Hospitalized patients with asthma or chronic obstructive pulmonary disease (COPD) who received virtual inhaler use education via a tablet demonstrated it to be as effective as in-person education, according to study results published in JAMA Network Open.
Education on inhaler use was administered via either virtual or in person methods. Virtual education consisted of a handheld tablet with self-assessment questions before demonstration, narrated video demonstration of the correct technique, and self-assessment questions after demonstration, whereas in-person education consisted of iterative rounds of inhaler technique assessment and education by trained staff. The primary study outcome was the percentage of patients in each group who demonstrated correct inhaler technique after education against a priori noninferiority limit of -10%. Proper technique was defined as completing ≥9 of 12 steps correctly.
Among the 118 study participants, 59 were randomly assigned to each education group. The mean age was 54.5 years, and 64% of participants were women. The most commonly missed steps at baseline were emptying the lungs (step 4), emptying lungs away from the device (step 5), and breathing normally between puffs (step 11). In the primary study outcome, the correct inhaler technique increased similarly before vs after education in the virtual (67%) and in-person (66%) groups. When the researchers adjusted for baseline inhaler technique, the difference was equivalent to the noninferiority limit (-10%; 95% CI lower bound, -22%).
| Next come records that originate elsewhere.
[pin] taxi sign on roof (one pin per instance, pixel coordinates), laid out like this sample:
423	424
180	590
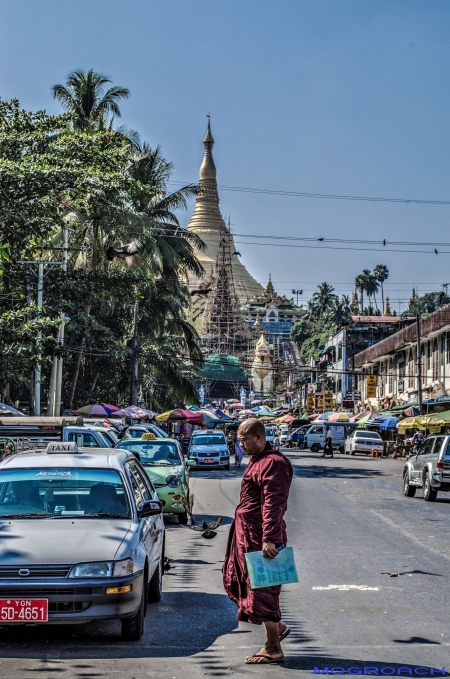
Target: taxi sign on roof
62	447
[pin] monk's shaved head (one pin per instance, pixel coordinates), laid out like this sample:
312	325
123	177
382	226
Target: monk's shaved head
253	427
252	436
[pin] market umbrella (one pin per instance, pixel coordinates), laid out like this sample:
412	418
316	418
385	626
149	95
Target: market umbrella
179	414
389	423
339	417
100	409
285	419
8	411
135	412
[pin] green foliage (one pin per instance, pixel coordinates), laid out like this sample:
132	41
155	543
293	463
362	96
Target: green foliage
74	169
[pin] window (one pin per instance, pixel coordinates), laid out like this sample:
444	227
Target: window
83	440
428	355
426	450
135	472
438	445
63	492
435	360
411	371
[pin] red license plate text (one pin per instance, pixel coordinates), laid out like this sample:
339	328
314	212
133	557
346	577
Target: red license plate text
23	610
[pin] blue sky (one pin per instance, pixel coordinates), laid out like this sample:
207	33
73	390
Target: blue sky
326	96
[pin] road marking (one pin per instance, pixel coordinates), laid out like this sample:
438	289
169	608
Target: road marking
346	588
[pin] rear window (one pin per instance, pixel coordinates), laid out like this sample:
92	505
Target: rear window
213	440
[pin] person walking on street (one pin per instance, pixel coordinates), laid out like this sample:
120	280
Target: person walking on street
259	525
328	447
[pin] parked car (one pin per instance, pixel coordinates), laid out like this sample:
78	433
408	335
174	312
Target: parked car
136	431
297	437
209	448
88	538
363	442
315	435
167	469
428	468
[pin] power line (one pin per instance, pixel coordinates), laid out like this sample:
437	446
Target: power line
327	196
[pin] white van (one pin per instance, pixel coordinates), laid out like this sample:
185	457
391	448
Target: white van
315	436
271	437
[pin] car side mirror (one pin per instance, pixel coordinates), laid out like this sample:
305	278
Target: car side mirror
149	508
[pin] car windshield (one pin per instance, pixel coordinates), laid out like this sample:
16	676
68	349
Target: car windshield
62	492
208	440
367	435
154	452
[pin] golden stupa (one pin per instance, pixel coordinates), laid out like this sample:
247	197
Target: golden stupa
207	222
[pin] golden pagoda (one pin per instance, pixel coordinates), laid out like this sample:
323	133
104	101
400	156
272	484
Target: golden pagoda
207	222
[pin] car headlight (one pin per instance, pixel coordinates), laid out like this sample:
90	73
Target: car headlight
103	569
173	481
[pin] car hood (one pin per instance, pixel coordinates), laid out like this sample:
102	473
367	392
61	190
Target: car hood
158	474
60	541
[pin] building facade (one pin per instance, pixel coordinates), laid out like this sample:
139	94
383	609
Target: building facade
395	362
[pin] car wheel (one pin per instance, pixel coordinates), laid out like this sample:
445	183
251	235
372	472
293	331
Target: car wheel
429	494
133	628
408	490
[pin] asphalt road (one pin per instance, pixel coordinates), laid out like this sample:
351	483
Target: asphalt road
349	524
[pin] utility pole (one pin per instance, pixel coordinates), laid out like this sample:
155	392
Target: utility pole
59	361
419	365
38	369
135	363
40	296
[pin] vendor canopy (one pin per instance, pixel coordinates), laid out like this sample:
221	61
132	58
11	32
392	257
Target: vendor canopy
223	368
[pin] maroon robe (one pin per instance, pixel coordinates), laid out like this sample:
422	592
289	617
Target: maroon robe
258	519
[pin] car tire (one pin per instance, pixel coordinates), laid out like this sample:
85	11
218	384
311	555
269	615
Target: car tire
133	628
429	494
408	490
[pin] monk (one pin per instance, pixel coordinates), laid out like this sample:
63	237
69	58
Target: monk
259	525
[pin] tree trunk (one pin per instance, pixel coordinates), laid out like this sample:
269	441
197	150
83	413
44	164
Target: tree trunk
93	384
76	369
76	372
95	225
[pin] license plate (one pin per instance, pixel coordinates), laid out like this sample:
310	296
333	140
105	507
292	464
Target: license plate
23	610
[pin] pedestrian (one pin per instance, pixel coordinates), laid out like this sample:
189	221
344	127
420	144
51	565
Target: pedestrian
328	447
238	453
259	525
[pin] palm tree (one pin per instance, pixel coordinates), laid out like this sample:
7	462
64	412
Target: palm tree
322	300
381	273
371	285
360	285
83	95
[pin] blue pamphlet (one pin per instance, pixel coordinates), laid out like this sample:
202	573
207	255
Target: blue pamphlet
269	572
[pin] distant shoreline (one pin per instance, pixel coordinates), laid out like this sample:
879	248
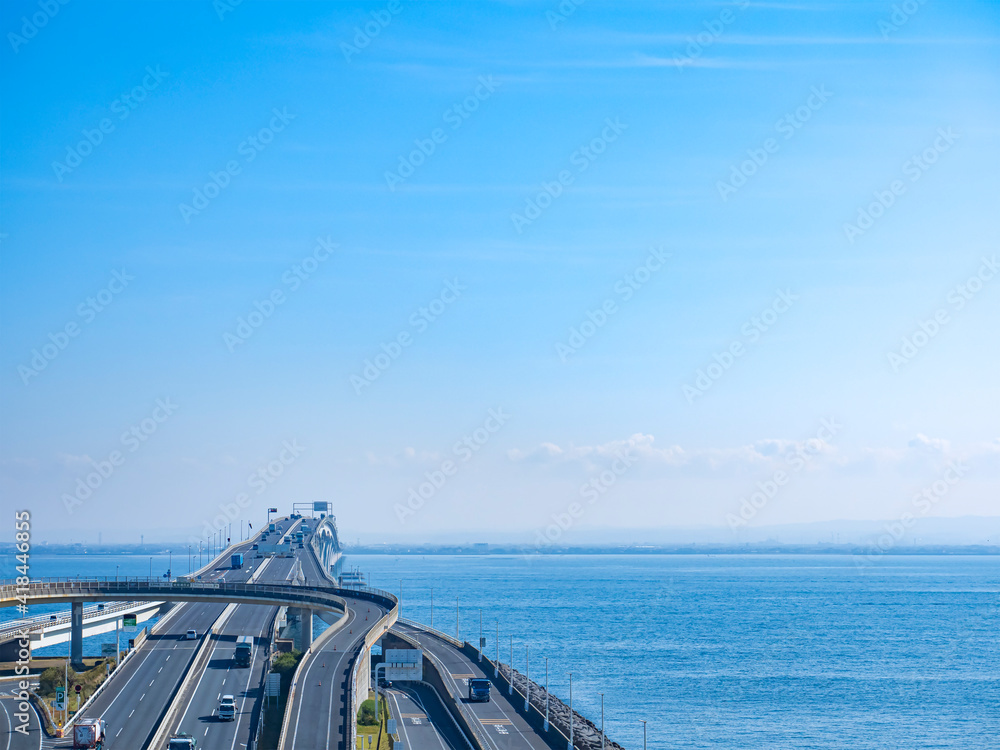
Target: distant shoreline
530	550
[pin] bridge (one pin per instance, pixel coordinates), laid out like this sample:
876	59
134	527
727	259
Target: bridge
169	684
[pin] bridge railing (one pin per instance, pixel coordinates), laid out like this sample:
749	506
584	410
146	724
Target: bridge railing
327	597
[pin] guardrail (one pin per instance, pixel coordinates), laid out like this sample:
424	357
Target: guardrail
327	597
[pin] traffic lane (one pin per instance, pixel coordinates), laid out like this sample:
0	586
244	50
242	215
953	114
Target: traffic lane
423	723
15	733
320	701
498	720
221	676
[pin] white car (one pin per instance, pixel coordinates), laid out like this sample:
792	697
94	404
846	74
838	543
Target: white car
227	708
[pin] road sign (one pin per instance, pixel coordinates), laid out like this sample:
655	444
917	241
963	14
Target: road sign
273	686
404	664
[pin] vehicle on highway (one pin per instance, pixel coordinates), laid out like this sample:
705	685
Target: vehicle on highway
479	689
89	733
244	651
227	708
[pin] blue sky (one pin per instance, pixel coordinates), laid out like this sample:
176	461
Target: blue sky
817	108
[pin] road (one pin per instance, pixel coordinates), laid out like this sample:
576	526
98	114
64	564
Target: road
222	677
499	722
133	704
10	738
422	722
318	709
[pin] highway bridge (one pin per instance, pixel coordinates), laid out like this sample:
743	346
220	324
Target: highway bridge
170	684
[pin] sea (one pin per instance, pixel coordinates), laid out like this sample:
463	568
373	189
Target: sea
755	652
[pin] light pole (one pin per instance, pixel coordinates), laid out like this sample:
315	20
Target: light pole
602	721
527	680
570	746
546	694
510	682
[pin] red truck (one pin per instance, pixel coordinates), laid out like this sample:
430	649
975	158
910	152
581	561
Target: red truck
89	734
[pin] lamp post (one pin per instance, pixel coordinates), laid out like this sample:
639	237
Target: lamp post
570	746
527	680
602	721
510	682
546	694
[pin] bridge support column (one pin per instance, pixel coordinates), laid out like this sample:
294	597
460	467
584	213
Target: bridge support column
306	628
76	634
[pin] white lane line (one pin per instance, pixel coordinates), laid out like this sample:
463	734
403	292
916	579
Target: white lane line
427	713
9	722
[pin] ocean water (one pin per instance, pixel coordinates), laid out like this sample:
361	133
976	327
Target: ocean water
756	652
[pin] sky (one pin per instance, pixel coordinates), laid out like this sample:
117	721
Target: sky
534	270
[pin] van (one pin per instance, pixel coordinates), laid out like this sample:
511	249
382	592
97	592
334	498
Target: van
227	708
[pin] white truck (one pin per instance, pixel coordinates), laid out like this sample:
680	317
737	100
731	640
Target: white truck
89	733
227	708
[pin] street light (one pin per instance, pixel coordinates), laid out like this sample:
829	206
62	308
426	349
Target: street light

“Larger-scale pragmatic studies are needed to determine whether [virtual teach-to-goal] will improve long-term inhaler technique skills and/or patient outcomes when used across health care and home settings and to evaluate feasibility and potential cost-savings of wide-scale implementation,” the researchers wrote.
Press VG, Arora VM, Kelly CA, Carey KA, White SR, Wan W. Effectiveness of virtual vs in-person inhaler education for hospitalized patients with obstructive lung disease. JAMA Netw Open. 2020;3(1):e1918205.